Regenerative medicine is also another frontier of pain medicine. The initial concept was to bolster the body’s own regenerative capacity to address degenerative pain conditions. This topic was eloquently reviewed recently.370 Clinical data examining physical function and pain severity support the use of blood- and cell-derived pain therapies (such as platelet-rich plasma, autologous conditioned serum, mesenchymal stromal cells) in osteoarthritis of knees and hips, tendinopathy, and degenerative spine disease. Although there is some evidence to support tissue regeneration, the results are not consistent.371–374 The current evidence emphasizes a paradigm shift suggesting that the analgesic effects of regenerative medicine may be largely due to immunomodulatory effects (by providing SPM, IL-4, IL-10, TGFb) and less so from tissue regeneration.375–378

Conclusions

Neurons interact with immune and nonimmune cells through classic immune mediators – this bidirectional neuroimmune interface spans the entire nociceptive circuitry from the peripheral tissue to the CNS. Ultimately, neurons change their firing property and manifests on an organism level as pain behavior. In this review, we highlighted how interfaces of the CNS (microglia, astrocytes, T lymphocytes) and PNS (SGC, macrophages) influence pain. Yet, many other neuroimmune interfaces exist and affect pain that are beyond the scope of our review (such as oligodendrocytes, Schwann cells, endothelial cells, cancer cells, gut microbiome).9 A recurring theme is the paucity of clinical evidence to support neuroimmune interaction in humans despite mounting evidence of the involvement of the neuroimmune interface at a micro- and macrocosm level in preclinical models of chronic pain. Criticism of failed therapeutic trials highlights the assumption that neuroimmune dysfunction drives chronic pain in humans. Future efforts must bridge the gap to safely and non-invasively study pathogenesis of chronic pain in patients.
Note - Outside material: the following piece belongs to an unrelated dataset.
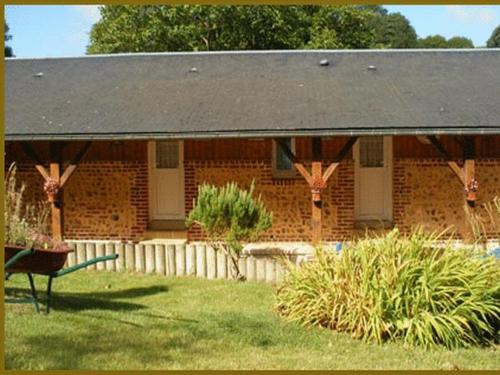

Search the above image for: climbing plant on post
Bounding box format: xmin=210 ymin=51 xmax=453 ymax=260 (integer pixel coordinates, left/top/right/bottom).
xmin=186 ymin=181 xmax=272 ymax=280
On the positive side, targeted small molecules and antibodies already exist for many ligand–receptor interactions developed mainly in the context of autoimmune diseases and cancers.379–382 There are significant parallels between the neuroimmune interactions in chronic pain and autoimmune diseases and cancers. The opportunity to pivot preexisting targeted therapeutics to clinical studies of pain remains wide open.

Funding

Z.G. is supported by NINDS R01NS121144.

Disclosure

The authors report no conflicts of interest in this work.